Aging wines and Italian native varieties have formed the themes of my last few posts, and this one will combine both. During the Slow Wine/Vinitaly event in New York City, I attended a seminar on and vertical tasting of Sfursat, conducted by Casimiro Maule, long-time technical director at the Nino Negri winery and Gambero Rosso’s 2007 winemaker of the year. Nino Negri’s Sfursat Cinque Stelle is a consistent Tre Bicchieri winner: Gambero Rosso named its 2001 vintage Best Red Wine of Italy the year it was released.
Despite all those credentials, I suspect a lot of you are saying Huh? What is it? Sfursat is not exactly a household name, even among those who know Italian wines well.
What it is, is well worth learning about, because Sfursat is a distinctive wine, powerful and nuanced and very ageworthy. How could it be otherwise? It’s vinified from 100% Chiavennasca, which is the name of the local clone of Nebbiolo in far northern Lombardy.
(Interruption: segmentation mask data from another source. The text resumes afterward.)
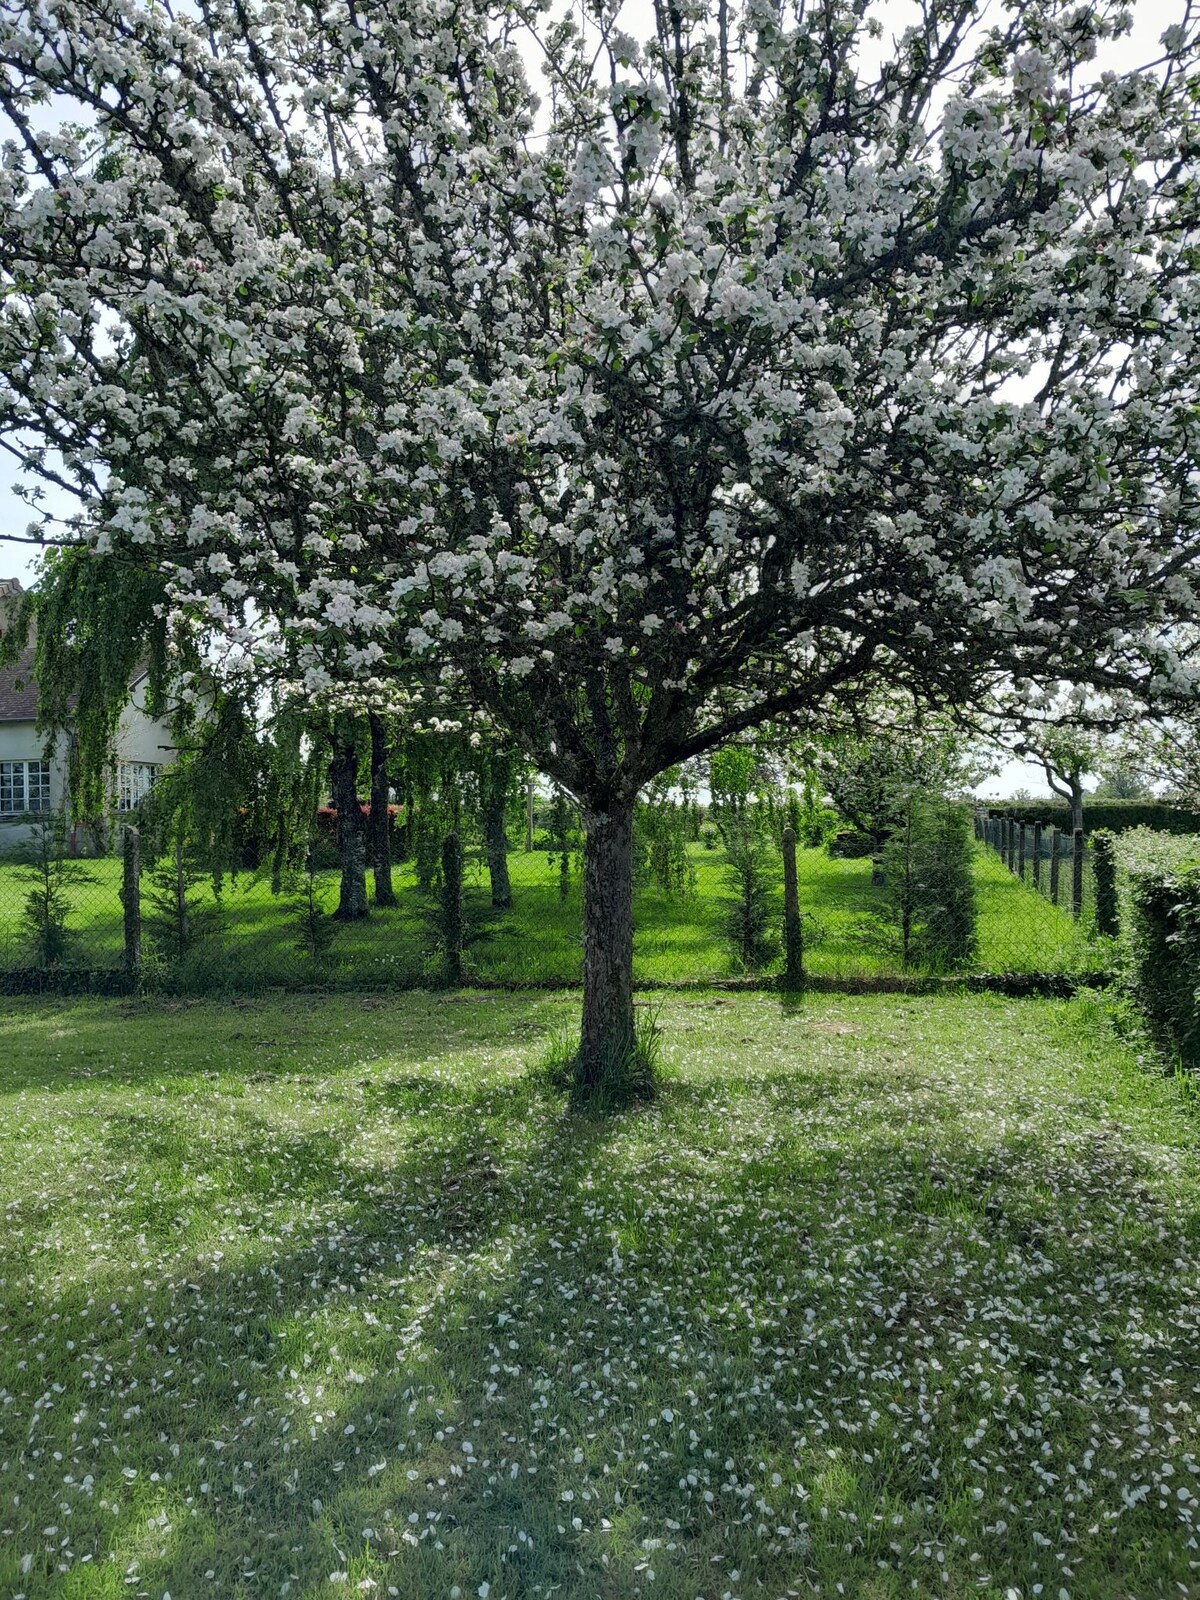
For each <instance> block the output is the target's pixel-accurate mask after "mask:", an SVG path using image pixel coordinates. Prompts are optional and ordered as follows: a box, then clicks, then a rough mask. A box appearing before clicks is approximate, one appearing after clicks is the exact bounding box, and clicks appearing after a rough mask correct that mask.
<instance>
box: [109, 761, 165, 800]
mask: <svg viewBox="0 0 1200 1600" xmlns="http://www.w3.org/2000/svg"><path fill="white" fill-rule="evenodd" d="M160 771H162V762H118V763H117V810H118V811H136V810H138V806H139V805H141V803H142V800H146V797H147V795H149V794H150V790H152V789H154V784H155V779H157V778H158V773H160Z"/></svg>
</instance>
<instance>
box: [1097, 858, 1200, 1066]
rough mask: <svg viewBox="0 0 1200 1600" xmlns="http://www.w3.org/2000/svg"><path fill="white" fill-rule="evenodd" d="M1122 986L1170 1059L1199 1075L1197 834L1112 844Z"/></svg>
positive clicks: (1198, 987) (1199, 940)
mask: <svg viewBox="0 0 1200 1600" xmlns="http://www.w3.org/2000/svg"><path fill="white" fill-rule="evenodd" d="M1115 856H1117V864H1118V867H1120V899H1122V907H1120V930H1122V931H1120V941H1122V986H1123V987H1125V990H1126V994H1128V995H1130V998H1131V1000H1133V1002H1134V1005H1136V1006H1138V1010H1139V1011H1141V1014H1142V1019H1144V1021H1146V1026H1147V1029H1149V1032H1150V1035H1152V1038H1154V1040H1155V1043H1157V1045H1158V1046H1160V1050H1163V1051H1165V1053H1166V1054H1168V1056H1170V1058H1171V1059H1173V1061H1179V1062H1181V1064H1182V1066H1184V1067H1187V1069H1189V1070H1198V1069H1200V835H1170V834H1160V832H1152V830H1150V829H1136V830H1133V832H1128V834H1125V835H1123V837H1122V838H1118V840H1117V842H1115Z"/></svg>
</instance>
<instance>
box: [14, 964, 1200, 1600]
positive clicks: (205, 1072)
mask: <svg viewBox="0 0 1200 1600" xmlns="http://www.w3.org/2000/svg"><path fill="white" fill-rule="evenodd" d="M573 1018H574V1006H573V1005H571V1003H570V1002H568V1000H565V998H562V997H531V998H530V997H525V998H522V1000H517V998H515V997H504V995H493V994H478V992H475V994H445V995H440V997H435V995H405V997H392V998H379V997H373V998H362V997H350V995H344V997H326V998H323V1000H320V1002H314V998H312V997H306V995H296V997H290V998H285V1000H280V998H275V1000H246V1002H238V1003H226V1005H216V1003H213V1002H171V1003H163V1002H154V1003H150V1002H88V1003H85V1002H78V1003H66V1005H64V1003H62V1002H58V1003H50V1002H8V1003H6V1008H5V1010H3V1021H2V1022H0V1027H2V1029H3V1038H5V1043H6V1050H5V1056H3V1066H0V1147H2V1149H3V1152H5V1160H3V1165H2V1166H0V1205H3V1208H5V1230H3V1234H2V1235H0V1594H3V1595H6V1597H11V1600H16V1597H22V1600H51V1597H53V1600H115V1597H120V1595H144V1597H152V1600H162V1597H163V1595H166V1594H170V1595H173V1597H176V1600H179V1597H184V1600H194V1597H205V1595H213V1597H221V1600H226V1597H243V1600H251V1597H254V1600H258V1597H267V1595H270V1597H275V1595H293V1597H306V1600H307V1597H320V1600H325V1597H330V1600H333V1597H338V1595H346V1594H363V1595H373V1597H379V1600H382V1597H384V1595H398V1597H406V1600H429V1597H448V1600H459V1597H461V1600H472V1597H480V1600H518V1597H549V1595H550V1594H557V1595H560V1597H562V1600H592V1597H611V1600H627V1597H656V1600H696V1597H701V1600H710V1597H712V1600H749V1597H752V1595H768V1597H773V1600H778V1597H787V1595H810V1594H813V1595H826V1597H835V1595H845V1597H856V1600H893V1597H899V1595H912V1594H918V1595H946V1597H950V1600H955V1597H966V1595H986V1597H992V1600H1002V1597H1011V1595H1014V1594H1016V1595H1019V1597H1022V1600H1024V1597H1034V1595H1046V1597H1051V1600H1062V1597H1064V1595H1066V1597H1067V1600H1085V1597H1094V1600H1150V1597H1158V1595H1181V1594H1182V1595H1194V1594H1197V1590H1198V1587H1200V1554H1198V1552H1197V1522H1198V1520H1200V1501H1198V1499H1197V1494H1200V1482H1198V1462H1197V1454H1198V1453H1200V1418H1198V1416H1197V1405H1198V1403H1200V1326H1198V1325H1200V1128H1198V1125H1197V1110H1195V1102H1194V1101H1192V1099H1189V1098H1187V1096H1186V1094H1184V1091H1182V1090H1181V1088H1179V1086H1178V1085H1176V1083H1173V1082H1170V1080H1165V1078H1162V1077H1157V1075H1152V1074H1150V1072H1149V1070H1146V1069H1142V1067H1139V1066H1138V1062H1136V1061H1134V1059H1133V1058H1131V1056H1130V1054H1128V1053H1126V1051H1125V1050H1123V1048H1122V1046H1120V1045H1117V1043H1115V1040H1114V1037H1112V1035H1110V1032H1109V1030H1107V1026H1106V1022H1104V1019H1102V1013H1101V1011H1099V1008H1098V1005H1096V1003H1094V1002H1088V1000H1075V1002H1035V1000H1026V1002H1011V1000H1000V998H995V997H942V998H933V1000H930V998H922V1000H917V998H906V997H886V998H885V997H858V998H837V1000H829V998H822V1000H819V1002H816V1000H810V1002H805V1003H792V1005H782V1003H781V1002H778V1000H773V998H770V997H765V995H738V997H728V995H726V997H720V995H702V994H701V995H694V997H682V995H677V997H672V998H669V1000H667V1003H666V1008H664V1013H662V1024H664V1027H666V1061H667V1082H666V1088H664V1093H662V1096H661V1098H659V1101H658V1102H656V1104H654V1106H653V1107H650V1109H645V1110H635V1112H629V1114H624V1115H621V1117H619V1118H614V1120H611V1122H605V1123H600V1122H595V1120H590V1118H582V1117H579V1115H578V1114H571V1112H570V1110H568V1109H566V1107H565V1104H563V1102H562V1101H560V1099H557V1098H554V1096H552V1094H550V1093H549V1091H547V1090H544V1088H542V1086H541V1085H542V1082H544V1080H542V1078H541V1077H539V1075H538V1072H536V1070H531V1069H530V1064H531V1062H536V1061H538V1059H539V1056H541V1053H542V1051H544V1048H546V1043H547V1040H549V1038H552V1037H554V1034H555V1030H558V1029H562V1027H563V1026H568V1024H570V1022H571V1019H573Z"/></svg>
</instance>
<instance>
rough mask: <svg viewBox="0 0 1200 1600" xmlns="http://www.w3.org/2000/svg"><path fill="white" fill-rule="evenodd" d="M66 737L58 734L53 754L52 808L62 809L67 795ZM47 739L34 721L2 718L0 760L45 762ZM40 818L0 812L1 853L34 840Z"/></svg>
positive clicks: (0, 748) (51, 790)
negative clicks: (13, 719)
mask: <svg viewBox="0 0 1200 1600" xmlns="http://www.w3.org/2000/svg"><path fill="white" fill-rule="evenodd" d="M66 757H67V741H66V739H64V738H59V739H58V741H56V746H54V750H53V754H51V757H50V808H51V811H61V810H62V803H64V800H66V795H67V758H66ZM45 758H46V752H45V742H43V738H42V734H40V733H38V731H37V728H35V725H34V723H32V722H0V762H43V760H45ZM35 829H37V822H30V821H29V819H27V818H22V816H21V818H11V816H0V854H5V853H6V851H10V850H19V848H21V846H22V845H27V843H30V842H32V838H34V834H35Z"/></svg>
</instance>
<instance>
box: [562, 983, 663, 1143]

This area holds Italy’s northernmost Nebbiolo vineyards and is the only place in Italy outside of Piedmont where Nebbiolo achieves significant production.
According to Maule, Chiavennasca is related to Barolo and Barbaresco’s Lampia clone of Nebbiolo, but over the centuries it has mutated and adapted to its special, local circumstances. And special they are: Sfursat originates in Valtellina, a steep, rocky valley along the Adda river, about as far northeast of Milano as the Barolo/Barbaresco zone is to its southwest. (Wildman, the US importer, has a website about the Nino Negri firm with maps and video that dramatically show exactly where – and how steep – Valtellina is.)
This precipitous valley lies right up against the Alps and the Swiss border – so close that for many years, most of Valtellina’s production went straight up the mountain to red-wine-starved Switzerland. Only in the closing decades of the last century did any appreciable amount of any Valtellina wines reach US markets, and Negri, as the largest producer in the zone, is responsible for most of them. “Large” here means that the firm owns 31 hectares – about 75 acres. Most of the vineyards belong to small growers, and there are many of them, so a lot of the production here – what doesn’t go to Switzerland – is still consumed locally.
Vine growing and winemaking here are not for the faint-hearted. The slopes are extremely steep, with carefully created terraces supported by dry stone walls. All field work must be done by hand, except the transport of the harvested grapes to the winery – which is done by helicopter to get the grapes there still fresh and cool. The Valtellina has been one of the beneficiaries of global warming. According to Maule, “We used to have trouble here reaching 12° of alcohol (the minimum required for the DOC): Not any longer.” Sfursat has probably benefited most from this climate change.
So what exactly is Sfursat, and what makes it so special? First, it is not a single-vineyard wine. Rather it is made only in the best years from selected grapes from all the communes of the Valtellina zone: Inferno, Grumello, Sassella, and Valgella. Each of these has its own DOC and produces a “normal” wine just about every year.
According to Maule, “The grapes for Sfursat come from special clusters, small and loose. These are picked before the regular harvest by specially trained workers.” The grapes are then placed in crates in open, airy sheds on the hillsides, where they will slowly dry – a process known as the appassiamento – until January.
During this time they are twice picked over, and about a third of the bunches are discarded each time. In January, the remaining third is pressed and fermented – slowly, starting at about 4° centigrade and gradually rising to 13° over 15 to 20 days. The wine is then aged for 18-20 months in new French oak barrels.
The result is a big, concentrated wine, its feel on the palate reminiscent of Amarone (not surprising, given the similarity of their vinification) but more austere, with an initial reticence and an underlying structure eloquent of its rocky origin. The regular wines of Valtellina are considerably slighter – very enjoyable and frequently elegant, to my mind resembling the Donnaz of Val d’Aosta, but lacking the body and underlying power of Sfursat. In good years, Sassella and its kin can age quite nicely: In almost every year that it’s made, Sfursat can last long.
The wines Maule presented in New York showed that nicely. The vintages represented – 2009, 2007, 2004, 2002, 2001, and 1997 – all displayed fine freshness and fruit, as well as increasingly apparent (with bottle age) muscularity and evolving mineral and earth tones. All seemed to have years of life before them yet, though the outstanding wine of the day for me was unquestionably the 2001 Sfursat Cinque Stelle – an extraordinarily rich and balanced wine that combined the kind of youthful fruit that promised years of life to come with the kind of maturing flavors – nuts and tobacco, chocolate and mushroom – that proved its remaining life would be interesting indeed. This was the wine that won “Best Red Wine of Italy” from Gambero Rosso the year of its release, and it was very easy to see why.